OK, so is oil a buy? The question boils down once again to supply and demand. If peak oil is a way off, demand slackens, and alternative-energy options evolve quickly, a high oil price isn't justified. But if our oil supplies become constrained, the world greatly increases its energy lust, and alternative-energy players hit snags, it's off to the races.
Here's an additional data point to keep in mind. After admitting his timing error on ConocoPhillips, Buffett went on to say, "I still believe the odds are good that oil sells far higher in the future than the current $40-$50 price." Before we dismiss his opinion because of his poor judgment on ConocoPhillips, let's remember his investment in PetroChina .

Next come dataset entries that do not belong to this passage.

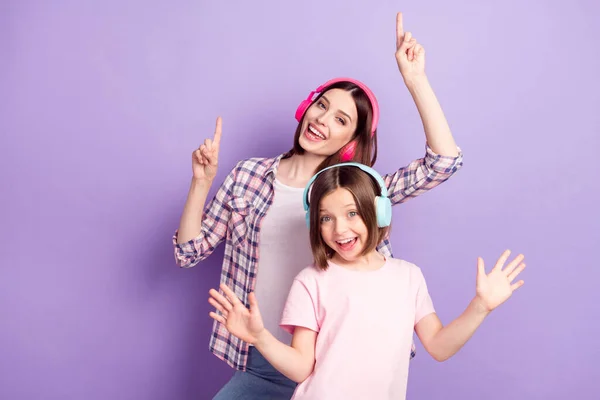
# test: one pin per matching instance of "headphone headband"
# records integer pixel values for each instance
(383, 206)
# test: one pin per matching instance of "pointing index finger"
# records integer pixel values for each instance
(217, 137)
(399, 29)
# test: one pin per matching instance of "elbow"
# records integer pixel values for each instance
(440, 357)
(302, 374)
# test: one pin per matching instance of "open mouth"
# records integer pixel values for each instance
(346, 244)
(313, 134)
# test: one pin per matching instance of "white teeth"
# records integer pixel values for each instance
(316, 132)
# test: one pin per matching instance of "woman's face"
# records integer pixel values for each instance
(329, 123)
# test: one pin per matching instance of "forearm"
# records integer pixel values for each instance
(191, 218)
(286, 359)
(437, 131)
(451, 338)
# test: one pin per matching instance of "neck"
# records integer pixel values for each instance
(298, 169)
(370, 261)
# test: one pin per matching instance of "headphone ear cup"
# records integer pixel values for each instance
(302, 109)
(347, 152)
(384, 211)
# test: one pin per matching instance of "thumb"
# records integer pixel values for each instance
(480, 267)
(253, 302)
(406, 43)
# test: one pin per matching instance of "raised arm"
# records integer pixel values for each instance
(410, 56)
(493, 289)
(202, 229)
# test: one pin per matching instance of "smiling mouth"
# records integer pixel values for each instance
(346, 244)
(314, 133)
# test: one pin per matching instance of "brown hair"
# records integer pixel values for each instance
(364, 189)
(366, 145)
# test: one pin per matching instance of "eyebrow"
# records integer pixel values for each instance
(328, 102)
(350, 205)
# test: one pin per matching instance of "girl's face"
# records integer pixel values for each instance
(342, 228)
(329, 123)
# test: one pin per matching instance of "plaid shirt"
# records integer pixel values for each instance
(238, 208)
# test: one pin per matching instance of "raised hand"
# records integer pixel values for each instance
(410, 55)
(205, 158)
(496, 287)
(239, 321)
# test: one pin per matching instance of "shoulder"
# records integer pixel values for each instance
(255, 164)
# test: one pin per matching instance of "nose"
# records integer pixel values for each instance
(340, 226)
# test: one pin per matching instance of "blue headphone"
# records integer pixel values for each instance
(383, 205)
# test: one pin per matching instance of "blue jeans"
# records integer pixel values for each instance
(260, 381)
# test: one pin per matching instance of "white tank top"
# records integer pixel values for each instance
(284, 250)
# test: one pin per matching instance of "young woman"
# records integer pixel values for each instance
(353, 312)
(257, 210)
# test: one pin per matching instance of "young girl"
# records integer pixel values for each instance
(257, 210)
(353, 312)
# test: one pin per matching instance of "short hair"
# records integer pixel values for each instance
(364, 188)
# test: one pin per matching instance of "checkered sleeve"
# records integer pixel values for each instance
(213, 230)
(421, 175)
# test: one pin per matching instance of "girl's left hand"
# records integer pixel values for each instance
(410, 55)
(496, 287)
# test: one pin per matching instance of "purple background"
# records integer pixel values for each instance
(102, 103)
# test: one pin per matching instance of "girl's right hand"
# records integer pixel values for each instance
(205, 158)
(239, 321)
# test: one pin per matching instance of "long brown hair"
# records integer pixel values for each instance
(366, 145)
(363, 188)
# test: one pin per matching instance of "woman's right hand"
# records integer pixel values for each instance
(205, 158)
(239, 321)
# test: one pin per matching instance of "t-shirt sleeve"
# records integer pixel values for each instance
(301, 306)
(424, 304)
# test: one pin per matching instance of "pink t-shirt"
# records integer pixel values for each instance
(365, 321)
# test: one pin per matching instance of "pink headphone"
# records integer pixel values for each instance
(347, 153)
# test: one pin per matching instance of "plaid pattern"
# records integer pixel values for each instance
(238, 208)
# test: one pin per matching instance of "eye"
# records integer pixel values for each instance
(325, 218)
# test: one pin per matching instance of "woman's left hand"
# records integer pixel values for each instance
(496, 287)
(410, 55)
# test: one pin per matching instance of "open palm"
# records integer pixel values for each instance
(496, 287)
(242, 323)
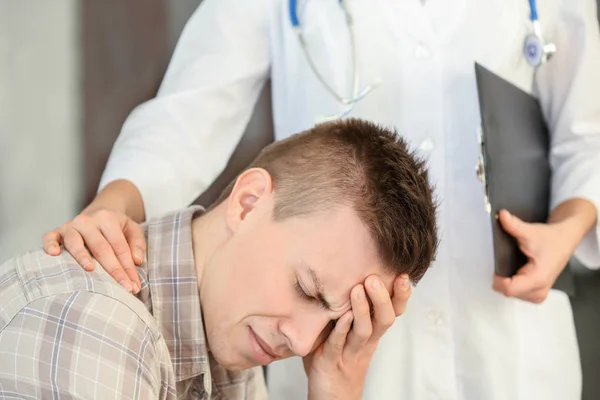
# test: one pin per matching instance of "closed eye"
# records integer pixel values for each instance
(302, 293)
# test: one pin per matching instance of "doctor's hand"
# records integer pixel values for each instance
(548, 247)
(338, 367)
(113, 239)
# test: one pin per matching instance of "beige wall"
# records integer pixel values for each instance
(39, 120)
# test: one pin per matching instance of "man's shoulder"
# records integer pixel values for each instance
(35, 275)
(80, 341)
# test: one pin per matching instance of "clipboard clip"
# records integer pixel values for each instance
(480, 171)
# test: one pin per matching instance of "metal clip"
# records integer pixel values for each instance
(480, 171)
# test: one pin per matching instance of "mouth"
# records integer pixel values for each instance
(261, 351)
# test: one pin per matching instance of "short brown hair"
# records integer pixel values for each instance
(370, 168)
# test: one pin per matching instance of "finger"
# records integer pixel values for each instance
(75, 246)
(334, 345)
(52, 241)
(402, 291)
(134, 234)
(102, 251)
(116, 238)
(362, 328)
(520, 285)
(536, 297)
(383, 310)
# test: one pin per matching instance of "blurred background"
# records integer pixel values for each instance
(70, 73)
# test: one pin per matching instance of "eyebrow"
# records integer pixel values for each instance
(318, 286)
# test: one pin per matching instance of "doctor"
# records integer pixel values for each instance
(467, 335)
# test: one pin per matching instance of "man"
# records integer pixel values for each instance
(286, 263)
(469, 334)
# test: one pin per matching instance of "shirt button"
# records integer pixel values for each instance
(422, 51)
(426, 145)
(435, 317)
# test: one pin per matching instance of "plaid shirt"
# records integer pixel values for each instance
(66, 333)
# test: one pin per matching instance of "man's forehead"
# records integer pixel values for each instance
(333, 290)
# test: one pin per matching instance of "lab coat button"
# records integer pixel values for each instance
(426, 145)
(435, 317)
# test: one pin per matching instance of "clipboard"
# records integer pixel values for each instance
(513, 166)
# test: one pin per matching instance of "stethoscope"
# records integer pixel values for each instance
(536, 51)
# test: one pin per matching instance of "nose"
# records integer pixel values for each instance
(304, 332)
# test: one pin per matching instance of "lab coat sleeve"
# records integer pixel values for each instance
(173, 146)
(569, 88)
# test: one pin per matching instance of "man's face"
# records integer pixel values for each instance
(273, 289)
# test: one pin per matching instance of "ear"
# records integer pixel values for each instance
(252, 189)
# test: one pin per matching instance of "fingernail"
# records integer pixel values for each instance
(139, 256)
(126, 285)
(405, 283)
(359, 294)
(376, 285)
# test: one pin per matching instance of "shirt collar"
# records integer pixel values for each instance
(173, 287)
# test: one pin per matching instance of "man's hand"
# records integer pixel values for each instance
(548, 247)
(337, 369)
(115, 240)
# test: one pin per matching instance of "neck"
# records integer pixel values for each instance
(208, 231)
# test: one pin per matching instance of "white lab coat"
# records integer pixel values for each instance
(458, 338)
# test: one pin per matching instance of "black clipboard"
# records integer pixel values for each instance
(514, 166)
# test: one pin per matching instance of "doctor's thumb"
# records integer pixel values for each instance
(512, 224)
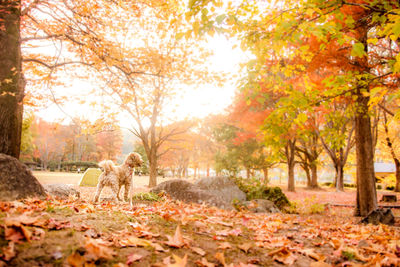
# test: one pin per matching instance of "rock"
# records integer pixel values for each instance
(261, 206)
(188, 192)
(389, 198)
(222, 187)
(17, 181)
(381, 215)
(61, 190)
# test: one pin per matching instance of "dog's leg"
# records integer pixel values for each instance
(100, 186)
(115, 189)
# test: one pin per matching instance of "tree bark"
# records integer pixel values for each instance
(12, 83)
(247, 173)
(339, 178)
(266, 178)
(290, 154)
(366, 199)
(314, 175)
(153, 169)
(308, 175)
(397, 187)
(395, 158)
(366, 190)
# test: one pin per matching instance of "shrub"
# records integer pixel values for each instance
(255, 189)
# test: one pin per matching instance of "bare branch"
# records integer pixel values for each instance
(55, 65)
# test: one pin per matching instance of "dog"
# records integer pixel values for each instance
(118, 176)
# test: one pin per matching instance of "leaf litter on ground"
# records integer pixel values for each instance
(79, 233)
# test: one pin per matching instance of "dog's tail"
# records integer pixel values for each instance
(107, 165)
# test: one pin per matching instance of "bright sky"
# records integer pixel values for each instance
(197, 102)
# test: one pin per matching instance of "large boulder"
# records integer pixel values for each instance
(380, 215)
(187, 192)
(17, 181)
(222, 187)
(61, 191)
(261, 206)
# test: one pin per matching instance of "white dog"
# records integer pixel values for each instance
(118, 176)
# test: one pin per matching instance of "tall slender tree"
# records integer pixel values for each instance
(11, 79)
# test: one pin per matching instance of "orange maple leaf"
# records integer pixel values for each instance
(177, 240)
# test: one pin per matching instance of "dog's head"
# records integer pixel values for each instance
(133, 160)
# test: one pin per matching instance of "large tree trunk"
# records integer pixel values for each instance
(314, 175)
(397, 163)
(11, 79)
(153, 169)
(339, 178)
(266, 178)
(366, 200)
(290, 154)
(308, 175)
(366, 190)
(248, 173)
(392, 152)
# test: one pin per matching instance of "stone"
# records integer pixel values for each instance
(61, 191)
(222, 187)
(261, 206)
(380, 215)
(185, 191)
(389, 198)
(17, 181)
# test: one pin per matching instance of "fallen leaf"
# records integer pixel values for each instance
(53, 224)
(9, 251)
(199, 251)
(38, 234)
(220, 257)
(177, 240)
(97, 250)
(132, 258)
(27, 234)
(312, 254)
(13, 234)
(287, 258)
(320, 264)
(76, 260)
(224, 245)
(132, 241)
(204, 263)
(283, 255)
(246, 246)
(179, 262)
(21, 219)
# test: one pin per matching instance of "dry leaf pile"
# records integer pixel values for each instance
(170, 233)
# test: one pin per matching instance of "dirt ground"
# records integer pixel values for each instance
(77, 232)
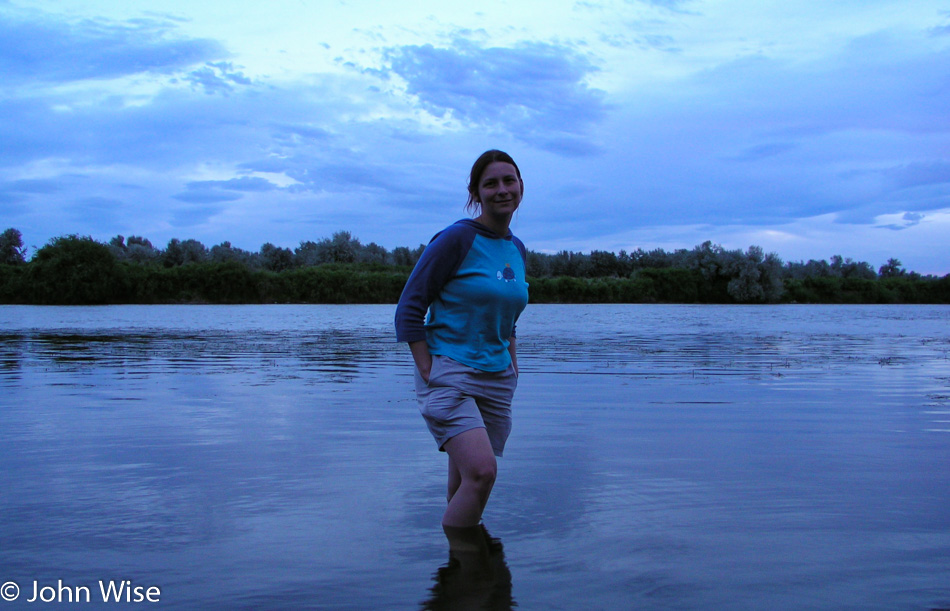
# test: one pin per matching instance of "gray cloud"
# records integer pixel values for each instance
(46, 50)
(536, 90)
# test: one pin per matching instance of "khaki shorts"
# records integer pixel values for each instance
(459, 398)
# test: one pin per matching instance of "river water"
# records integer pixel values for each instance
(662, 457)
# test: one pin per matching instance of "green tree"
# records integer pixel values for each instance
(892, 269)
(75, 270)
(11, 247)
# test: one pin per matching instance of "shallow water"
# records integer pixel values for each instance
(663, 457)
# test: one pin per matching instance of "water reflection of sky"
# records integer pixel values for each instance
(662, 456)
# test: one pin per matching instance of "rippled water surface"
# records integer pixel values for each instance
(663, 457)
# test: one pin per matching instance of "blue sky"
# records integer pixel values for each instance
(809, 128)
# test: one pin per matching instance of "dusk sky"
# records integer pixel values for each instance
(809, 128)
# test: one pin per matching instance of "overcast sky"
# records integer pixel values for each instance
(809, 128)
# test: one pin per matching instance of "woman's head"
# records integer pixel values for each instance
(485, 159)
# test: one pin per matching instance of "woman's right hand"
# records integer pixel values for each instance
(423, 359)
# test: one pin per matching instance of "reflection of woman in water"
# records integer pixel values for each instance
(471, 281)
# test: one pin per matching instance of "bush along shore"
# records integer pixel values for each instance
(76, 270)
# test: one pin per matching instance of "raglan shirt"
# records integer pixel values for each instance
(472, 284)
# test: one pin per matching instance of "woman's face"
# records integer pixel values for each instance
(499, 189)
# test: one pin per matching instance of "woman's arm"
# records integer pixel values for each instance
(420, 354)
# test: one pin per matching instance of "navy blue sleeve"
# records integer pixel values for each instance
(438, 263)
(524, 258)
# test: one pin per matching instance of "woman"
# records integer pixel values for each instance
(471, 281)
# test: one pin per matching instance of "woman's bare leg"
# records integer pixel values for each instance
(455, 480)
(471, 454)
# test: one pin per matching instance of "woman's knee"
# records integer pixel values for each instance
(482, 472)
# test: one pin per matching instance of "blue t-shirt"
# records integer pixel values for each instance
(472, 283)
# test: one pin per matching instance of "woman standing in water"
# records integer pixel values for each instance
(471, 281)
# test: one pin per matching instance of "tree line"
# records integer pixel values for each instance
(74, 269)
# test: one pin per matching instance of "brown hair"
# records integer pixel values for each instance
(483, 161)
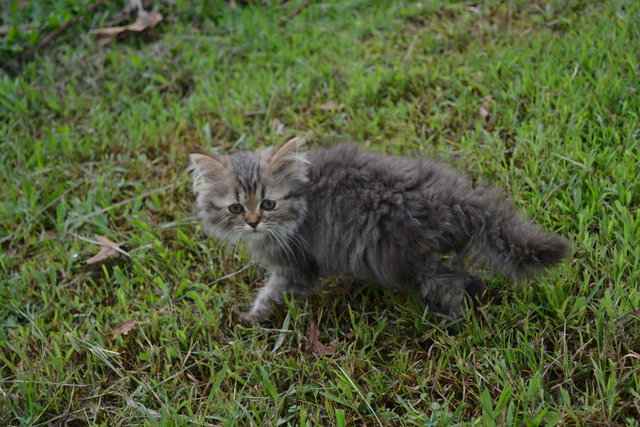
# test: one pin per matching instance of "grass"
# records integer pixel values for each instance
(539, 97)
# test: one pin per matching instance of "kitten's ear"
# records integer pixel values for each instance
(206, 169)
(286, 158)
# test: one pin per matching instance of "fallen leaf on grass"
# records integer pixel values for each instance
(123, 328)
(328, 106)
(277, 126)
(108, 249)
(314, 346)
(144, 23)
(483, 110)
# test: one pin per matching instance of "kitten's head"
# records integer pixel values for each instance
(249, 194)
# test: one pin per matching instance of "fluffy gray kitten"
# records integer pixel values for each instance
(394, 221)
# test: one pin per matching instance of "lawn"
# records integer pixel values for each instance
(540, 98)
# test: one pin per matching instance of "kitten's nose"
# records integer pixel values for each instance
(253, 220)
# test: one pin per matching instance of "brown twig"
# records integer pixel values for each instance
(293, 14)
(4, 30)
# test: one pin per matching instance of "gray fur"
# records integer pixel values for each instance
(394, 221)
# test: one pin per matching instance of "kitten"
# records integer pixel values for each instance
(394, 221)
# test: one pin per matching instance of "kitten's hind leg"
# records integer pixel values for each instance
(280, 282)
(444, 289)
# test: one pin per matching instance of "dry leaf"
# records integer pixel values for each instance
(277, 126)
(108, 249)
(144, 22)
(193, 379)
(483, 110)
(314, 346)
(328, 106)
(123, 328)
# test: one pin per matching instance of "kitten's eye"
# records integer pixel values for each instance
(267, 204)
(236, 208)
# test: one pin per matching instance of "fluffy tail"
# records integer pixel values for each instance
(504, 241)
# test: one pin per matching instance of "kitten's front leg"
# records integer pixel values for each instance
(280, 282)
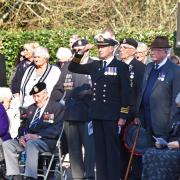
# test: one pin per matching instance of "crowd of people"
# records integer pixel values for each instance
(94, 101)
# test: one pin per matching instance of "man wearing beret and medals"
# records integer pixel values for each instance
(127, 51)
(109, 106)
(39, 133)
(156, 104)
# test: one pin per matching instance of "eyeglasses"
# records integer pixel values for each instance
(126, 47)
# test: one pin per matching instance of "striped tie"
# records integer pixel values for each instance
(36, 118)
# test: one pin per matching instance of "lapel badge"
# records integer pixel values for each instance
(161, 77)
(80, 43)
(131, 75)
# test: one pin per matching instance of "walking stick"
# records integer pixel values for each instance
(132, 153)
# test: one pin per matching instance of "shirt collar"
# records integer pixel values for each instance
(162, 62)
(108, 60)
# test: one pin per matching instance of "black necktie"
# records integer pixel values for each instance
(36, 118)
(156, 66)
(104, 64)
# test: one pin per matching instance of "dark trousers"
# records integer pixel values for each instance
(78, 137)
(136, 165)
(107, 153)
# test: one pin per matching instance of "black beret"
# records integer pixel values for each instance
(80, 42)
(103, 41)
(37, 88)
(130, 41)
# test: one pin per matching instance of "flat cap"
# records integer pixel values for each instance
(38, 88)
(104, 40)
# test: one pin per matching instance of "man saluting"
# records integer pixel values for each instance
(109, 104)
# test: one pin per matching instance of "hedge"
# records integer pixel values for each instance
(53, 39)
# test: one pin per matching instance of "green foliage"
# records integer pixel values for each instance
(53, 39)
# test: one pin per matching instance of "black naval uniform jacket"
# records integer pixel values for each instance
(77, 99)
(136, 73)
(49, 125)
(110, 99)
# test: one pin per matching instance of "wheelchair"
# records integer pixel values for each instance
(52, 163)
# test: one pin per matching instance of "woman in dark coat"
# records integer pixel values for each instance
(163, 162)
(4, 128)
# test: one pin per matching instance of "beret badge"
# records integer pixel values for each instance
(36, 89)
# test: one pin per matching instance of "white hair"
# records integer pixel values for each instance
(5, 93)
(41, 52)
(64, 53)
(142, 46)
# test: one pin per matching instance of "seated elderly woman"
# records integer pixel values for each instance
(41, 71)
(63, 56)
(11, 105)
(163, 162)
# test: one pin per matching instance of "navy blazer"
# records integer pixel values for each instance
(49, 125)
(162, 99)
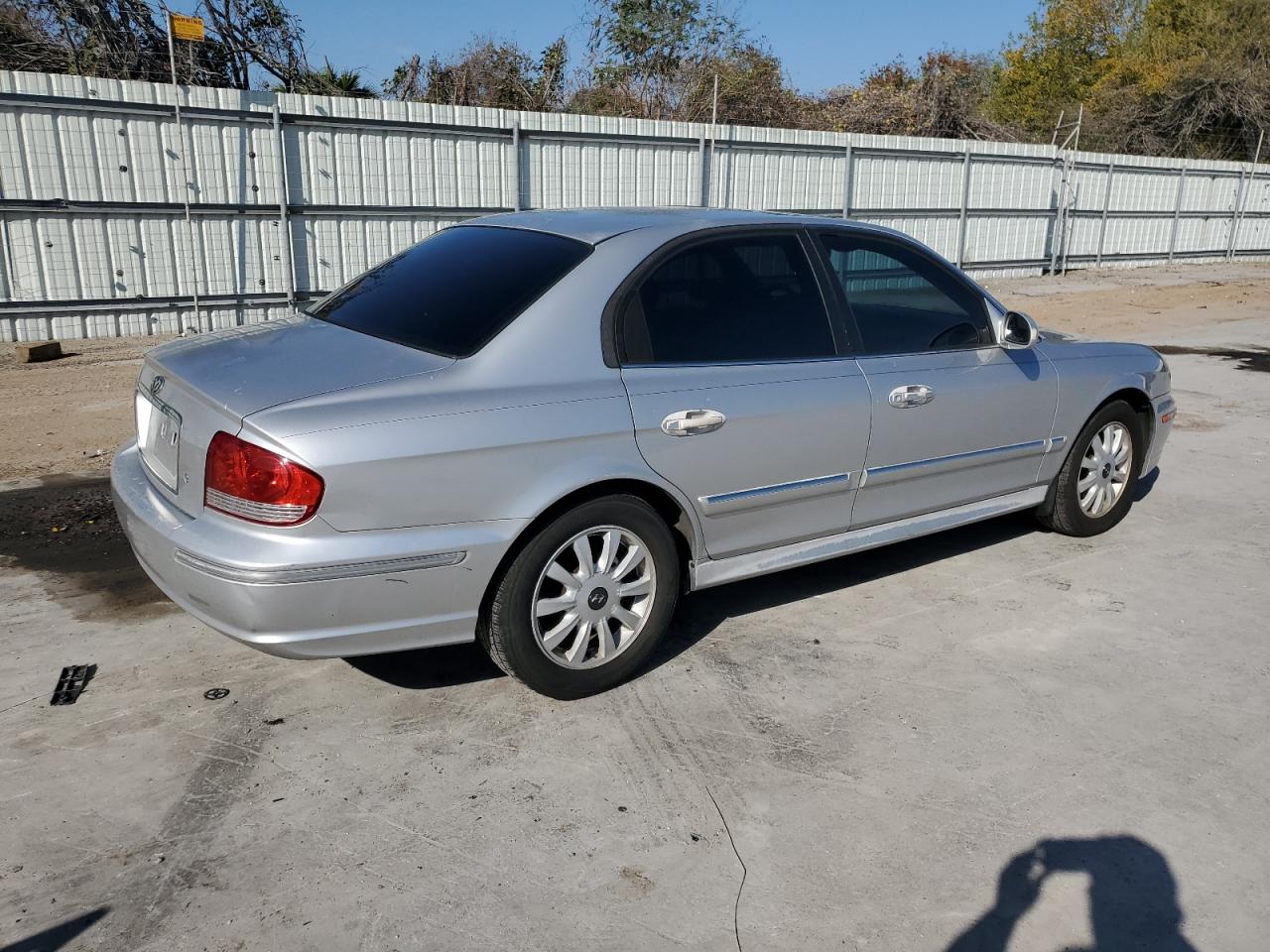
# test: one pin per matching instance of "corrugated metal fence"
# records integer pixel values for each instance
(291, 195)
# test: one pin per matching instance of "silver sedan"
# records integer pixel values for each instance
(536, 429)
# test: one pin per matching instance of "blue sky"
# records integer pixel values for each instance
(822, 42)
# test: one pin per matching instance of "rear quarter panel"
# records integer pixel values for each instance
(503, 434)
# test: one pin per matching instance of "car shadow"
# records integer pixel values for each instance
(427, 667)
(699, 613)
(1132, 892)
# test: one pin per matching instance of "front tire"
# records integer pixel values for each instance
(585, 602)
(1098, 479)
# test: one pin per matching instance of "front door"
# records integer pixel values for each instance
(955, 416)
(738, 393)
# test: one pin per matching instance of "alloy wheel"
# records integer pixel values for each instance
(1105, 470)
(593, 597)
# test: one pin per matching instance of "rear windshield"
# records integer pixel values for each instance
(452, 294)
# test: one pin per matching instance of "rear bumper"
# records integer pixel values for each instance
(1162, 407)
(312, 592)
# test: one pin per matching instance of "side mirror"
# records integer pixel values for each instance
(1017, 331)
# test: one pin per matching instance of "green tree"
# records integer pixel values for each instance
(1069, 49)
(651, 58)
(485, 72)
(248, 41)
(1194, 79)
(333, 82)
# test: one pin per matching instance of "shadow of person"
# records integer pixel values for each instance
(59, 936)
(1133, 896)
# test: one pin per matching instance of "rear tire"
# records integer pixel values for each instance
(587, 601)
(1098, 479)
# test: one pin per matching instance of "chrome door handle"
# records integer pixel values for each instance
(688, 422)
(911, 395)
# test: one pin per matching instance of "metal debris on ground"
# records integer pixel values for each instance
(71, 683)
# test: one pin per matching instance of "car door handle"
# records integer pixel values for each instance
(911, 395)
(688, 422)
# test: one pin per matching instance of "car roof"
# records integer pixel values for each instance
(595, 225)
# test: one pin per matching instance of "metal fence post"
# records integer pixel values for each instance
(1247, 195)
(965, 203)
(1178, 212)
(1060, 171)
(702, 182)
(517, 203)
(1106, 207)
(847, 182)
(1234, 218)
(284, 207)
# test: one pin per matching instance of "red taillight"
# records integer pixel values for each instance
(253, 484)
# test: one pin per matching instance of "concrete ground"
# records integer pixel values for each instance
(994, 738)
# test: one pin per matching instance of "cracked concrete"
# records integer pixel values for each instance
(994, 738)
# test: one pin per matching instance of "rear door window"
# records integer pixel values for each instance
(748, 298)
(903, 302)
(452, 294)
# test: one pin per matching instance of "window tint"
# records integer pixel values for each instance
(744, 298)
(902, 301)
(452, 294)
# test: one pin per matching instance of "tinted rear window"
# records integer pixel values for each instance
(452, 294)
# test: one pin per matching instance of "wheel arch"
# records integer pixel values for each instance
(1139, 402)
(672, 509)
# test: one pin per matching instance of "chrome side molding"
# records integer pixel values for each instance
(716, 571)
(316, 572)
(775, 493)
(879, 475)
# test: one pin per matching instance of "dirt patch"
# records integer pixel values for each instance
(1248, 358)
(1141, 302)
(67, 416)
(64, 530)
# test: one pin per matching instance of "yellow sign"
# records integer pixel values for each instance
(186, 27)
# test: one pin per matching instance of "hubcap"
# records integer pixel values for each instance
(1105, 470)
(593, 598)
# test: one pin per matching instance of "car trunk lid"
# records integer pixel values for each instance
(190, 389)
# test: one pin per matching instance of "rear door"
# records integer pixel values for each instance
(955, 416)
(738, 390)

In 2007, he sold shares he'd bought just five years before, for more than a 700% gain! Since then, PetroChina's stock price has plummeted to nearly half of where it was when he sold.
Buffett's optimism is certainly encouraging. But regardless of the supply and-demand outlook, I think some exposure to oil companies makes sense as an insurance policy. When the price of oil rises, most companies -- from manufacturing conglomerates such as 3M (NYSE: MMM) to tourist-centric companies such as Disney (NYSE: DIS) to shippers such as UPS (NYSE: UPS) -- suffer from higher input costs and slackening demand. An investor's best defense lies in owning stock in the oil companies that stand to benefit.
In the near term, our dependence on oil isn't going anywhere, and the general trend of rising marginal costs of production provides a cushion for oil prices. That was certainly true in Buffett’s $40-to-$50 oil range. The argument to load up on oil stocks is less compelling in the $60s and $70s, but the argument for a reasonable oil exposure as a hedge against skyrocketing energy prices still holds.